Donald smiled. “But do you take their phone numbers to Tony?” he asked her.
“No!” said Jenay. “I’m not thinking about those heifers. They want Tony, they need to be woman enough to go to him themselves.”
“But he doesn’t want them,” Donald said. “That’s the problem with Tony. He’d rather go to Armenian genocide meetings. And were they cute girls, Ma?”
“Very attractive ladies, yes,” said Jenay.
“Another mark against them,” said Donald. “If they’re really cute, Tony doesn’t want them. If they look like death warmed over, he thinks they’re cute.”
Charles laughed. “That’s not true.”
“It is true!” Donald shot back. “He likes homely girls.”
“He likes girls with good hearts, Donald,” Charles corrected him as they all heard a car drive up. “There’s a difference.
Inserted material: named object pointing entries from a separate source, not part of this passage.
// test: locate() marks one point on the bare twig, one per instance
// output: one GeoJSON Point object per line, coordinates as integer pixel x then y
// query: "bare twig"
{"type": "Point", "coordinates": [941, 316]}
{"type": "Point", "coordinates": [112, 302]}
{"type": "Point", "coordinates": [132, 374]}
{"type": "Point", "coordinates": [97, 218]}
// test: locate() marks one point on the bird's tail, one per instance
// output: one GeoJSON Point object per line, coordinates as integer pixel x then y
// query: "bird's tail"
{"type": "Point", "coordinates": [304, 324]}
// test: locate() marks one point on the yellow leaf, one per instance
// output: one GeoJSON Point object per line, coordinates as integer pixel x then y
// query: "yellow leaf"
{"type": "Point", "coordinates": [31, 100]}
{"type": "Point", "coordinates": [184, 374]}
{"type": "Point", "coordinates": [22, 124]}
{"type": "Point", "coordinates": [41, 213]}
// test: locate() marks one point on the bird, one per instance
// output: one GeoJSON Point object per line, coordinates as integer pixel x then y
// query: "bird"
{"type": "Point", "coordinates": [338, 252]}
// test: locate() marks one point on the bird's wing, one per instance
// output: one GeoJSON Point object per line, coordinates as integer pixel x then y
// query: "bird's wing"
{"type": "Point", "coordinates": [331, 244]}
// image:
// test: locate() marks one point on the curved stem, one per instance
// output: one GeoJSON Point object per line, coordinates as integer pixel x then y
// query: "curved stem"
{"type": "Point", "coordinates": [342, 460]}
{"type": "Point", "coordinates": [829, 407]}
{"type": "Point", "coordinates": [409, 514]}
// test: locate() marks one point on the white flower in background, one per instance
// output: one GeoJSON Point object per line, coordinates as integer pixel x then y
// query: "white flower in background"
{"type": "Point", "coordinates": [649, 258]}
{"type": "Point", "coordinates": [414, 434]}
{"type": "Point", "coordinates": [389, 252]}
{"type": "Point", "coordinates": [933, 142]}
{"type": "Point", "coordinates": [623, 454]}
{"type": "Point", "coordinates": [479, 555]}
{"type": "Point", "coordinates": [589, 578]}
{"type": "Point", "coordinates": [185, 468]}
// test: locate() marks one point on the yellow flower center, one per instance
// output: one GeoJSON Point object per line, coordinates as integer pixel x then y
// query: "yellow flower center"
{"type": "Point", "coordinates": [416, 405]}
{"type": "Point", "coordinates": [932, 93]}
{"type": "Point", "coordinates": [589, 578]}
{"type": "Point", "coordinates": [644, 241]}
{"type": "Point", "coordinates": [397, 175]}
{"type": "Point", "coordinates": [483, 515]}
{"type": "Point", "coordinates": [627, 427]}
He looks at the heart.”
“Thank you, Father,” Tony said, “for speaking the truth.”
“Truth my foot,” said Donald as he got up and headed for the window. “Pretty girls can have big hearts too.”
“Exactly right,” said Tony. “That’s why beauty is in the eye of the beholder.”
“And since Tony has a doctorate in clinical psychology,” said Bonita, “I think he knows what he’s talking about.”
“I know pretty when I see it,” said Donald. “What’s with the bodyguards?” he asked as he looked out of the window.
“What bodyguards?” Charles asked.
“Monk’s just arrived, and there’s a second SUV with him. Filled with bodyguard-looking jokers. They’re outside of the SUV looking around for snipers or somebody.”
Jenay went to look too. Charles and Tony glanced at each other. Was the heat on Monk? Why would he bring that kind of heat to their home and family? Charles was already fuming.